If the update fails or the system does not return online after rebooting, the agent automatically rolls back to the previous operating system image and configuration.

Note

You can maintain fleet definitions in Git. Red Hat Edge Manager periodically syncs with the fleet definitions in the database.

1.2. Red Hat Edge Manager API server

The API server acts as the central communication hub, exposing secure endpoints that allow both users and agents to interact with the Red Hat Edge Manager service.

The API server exposes the following endpoints:

User-facing API endpoint
Users can connect to the user-facing API endpoint from the CLI or the web console. Users must authenticate with the configured external authentication service to obtain a JSON Web Token (JWT) to make HTTPS requests.
Agent-facing API endpoint
Agents connect to the agent-facing endpoint, which is mTLS-protected. The service authenticates devices using the X.509 client certificates.

The Red Hat Edge Manager service also communicates with various external systems to authenticate and authorize users, get mTLS certificates signed, or query configuration for managed devices.

1.3. Device enrollment

You need to enroll devices to a Red Hat Edge Manager service before you can start managing them. The Red Hat Edge Manager agent that runs on a device handles the device enrollment.

When the agent starts on a device, the agent searches for the configuration in the /etc/flightctl/config.yaml file. The file defines the following configurations:

  • The enrollment endpoint, which is the Red Hat Edge Manager service that the agent connects to for enrollment.
  • The enrollment certificate, which is the X.509 client certificate and key that the agent only uses to securely request enrollment from the Red Hat Edge Manager service.
  • Optional: Any additional agent configuration.

The agent starts the enrollment process by searching for the enrollment endpoint, the Red Hat Edge Manager service, that is defined in the configuration file.

After establishing a secure, mTLS-protected network connection with the service, the agent submits an enrollment request to the service.

The request includes a description of hardware and operating system of the device, a X.509 certificate signing request, and the cryptographic identity of the device.

The enrollment request must be approved by an authorized user. After the request is approved, the device becomes trusted and managed by the Red Hat Edge Manager service.

1.3.1. Enrollment methods

You can provision the enrollment endpoint and certificate to the device in the following ways:

Early binding: You can build an operating system image that includes the enrollment endpoint and certificate. Devices using an early binding image can automatically connect to the defined Red Hat Edge Manager service to request enrollment, without depending on any provisioning infrastructure.

The devices share the same long-lived X.509 client certificate. However, in this case, the devices are bound to a specific service and owner.

Late binding: You can define the enrollment endpoint and certificate at provisioning time instead of including them in the operating system image.
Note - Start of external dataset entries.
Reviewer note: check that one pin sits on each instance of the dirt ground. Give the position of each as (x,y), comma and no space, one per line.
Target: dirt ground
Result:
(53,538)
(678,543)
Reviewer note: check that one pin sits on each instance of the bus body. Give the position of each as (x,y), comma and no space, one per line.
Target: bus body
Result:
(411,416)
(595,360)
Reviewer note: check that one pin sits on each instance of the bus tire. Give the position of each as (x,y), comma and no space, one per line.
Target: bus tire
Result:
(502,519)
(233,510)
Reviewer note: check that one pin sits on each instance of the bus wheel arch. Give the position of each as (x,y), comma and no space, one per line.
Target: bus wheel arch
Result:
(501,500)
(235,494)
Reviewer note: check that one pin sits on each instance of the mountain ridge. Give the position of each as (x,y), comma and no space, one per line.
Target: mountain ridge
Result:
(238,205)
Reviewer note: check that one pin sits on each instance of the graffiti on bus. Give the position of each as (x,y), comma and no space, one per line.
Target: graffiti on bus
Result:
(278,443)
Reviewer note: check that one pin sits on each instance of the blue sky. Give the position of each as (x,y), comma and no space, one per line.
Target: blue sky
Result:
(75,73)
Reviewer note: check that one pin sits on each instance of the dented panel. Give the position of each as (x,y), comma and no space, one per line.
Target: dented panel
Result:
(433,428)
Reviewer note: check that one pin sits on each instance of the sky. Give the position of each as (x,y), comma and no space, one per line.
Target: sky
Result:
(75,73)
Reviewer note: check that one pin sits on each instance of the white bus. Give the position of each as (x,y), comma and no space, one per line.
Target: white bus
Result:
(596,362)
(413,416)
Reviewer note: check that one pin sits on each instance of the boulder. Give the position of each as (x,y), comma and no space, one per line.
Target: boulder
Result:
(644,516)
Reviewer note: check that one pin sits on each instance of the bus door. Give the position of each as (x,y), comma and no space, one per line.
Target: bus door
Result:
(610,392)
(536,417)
Devices using a late binding image are not bound to a single owner or service and can have device-specific, short-lived X.509 client certificates.

However, late binding requires virtualization or bare metal provisioning infrastructure that can request device-specific enrollment endpoints and certificates from the Red Hat Edge Manager service and inject them into the provisioned system by using mechanisms such as https://cloud-init.io/, https://coreos.github.io/ignition/supported-platforms/, or https://anaconda-installer.readthedocs.io/en/latest/kickstart.html.

Note

Note: The enrollment certificate is only used to secure the network connection for submitting an enrollment request. The enrollment certificate is not involved in the actual verification or approval of the enrollment request. The enrollment certificate is no longer used with enrolled devices, as the devices rely on device-specific management certificates instead.